Photosynthesis is the most important biochemical reaction on the planet, responsible for turning light, air, water and a few minerals into grass, trees, grain, apples, forests and, ultimately, the rest of us who eat either the plants or the plant-eaters. The initiating event is the capture of light energy by a chlorophyll molecule and its conversion into electrical energy which is then transported to a biochemical factory called the reaction centre where its energy is harnessed to fix carbon dioxide and turn it into plant matter. The energy transport process has long been an area of intense interest to researchers because it can be so efficient – close to 100% and higher than any artificial energy transport process. How green leaves transport energy so much more efficiently than our most sophisticated technologies has remained a puzzle for many years.
Graham Fleming’s laboratory at University of California, Berkeley have been investigating energy transfer in photosynthesis for more than a decade using a technique called femtosecond spectroscopy. Essentially, the team shines very short bursts of laser light at the photosynthetic complex. The light bounces back as a kind of echo that betrays the path of the photon as its makes its way to the reaction centre. Back in 2007 the team investigated a bacterial system called the FMO complex in which the photon energy has to find its way through a cluster of chlorophyll molecules. It was thought to travel as a kind of electrical particle that hopped from one chlorophyll molecule to another, much as Schrödinger’s cat might have hopped from one boulder to another across a busy stream. But this didn’t make complete sense as, lacking a sense of direction, photon energy should hop aimlessly mostly in the wrong direction and end up falling in the metaphorical water. Yet, inside plants and bacteria that perform photosynthesis, nearly all packets of photon energy reach the reaction centre. When the team shone the laser at the system they got back a very peculiar echo that came in beat-like waves. These ‘quantum beats’ were a sign that, instead of taking a single route through the system, the photon energy was using a phenomenon called quantum coherence to travel by all possible routes simultaneously. We can imagine this as, when confronted by the stream, the famous cat somehow divided itself into lots of identical quantum-coherent cats that hop across the chlorophyll boulders by every path route to find the quickest route.

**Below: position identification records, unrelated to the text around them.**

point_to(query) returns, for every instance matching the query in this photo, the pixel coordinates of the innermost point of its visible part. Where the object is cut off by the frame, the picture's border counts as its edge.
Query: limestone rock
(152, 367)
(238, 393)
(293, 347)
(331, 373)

Quantum beats have now been detected in many different photosystems including those of regular plants such as spinach proving that the most important biochemical reaction in the biosphere is exploiting the quantum world to put our food on our table. But photosynthesis is far from being the only recent exciting discovery in this new science of quantum biology.
Quantum wave properties play a negligible role in big objects but they predominate in very small objects of the scale of fundamental particles. If the peaks and troughs of particle waves are aligned (in phase) then the particles lose their individual identity to behave as a single coherent object. The probability of detecting a particle is obtained by squaring its wave amplitude and so will always be a positive number; but if the amplitude is zero then its probability of detection will also be zero. This allows waves to interfere and effectively cancel each other out at some positions and reinforce each other at others. This reinforcing and cancellation effectively performs a massively parallel computation that is central to the as yet unrealised technology of quantum computation.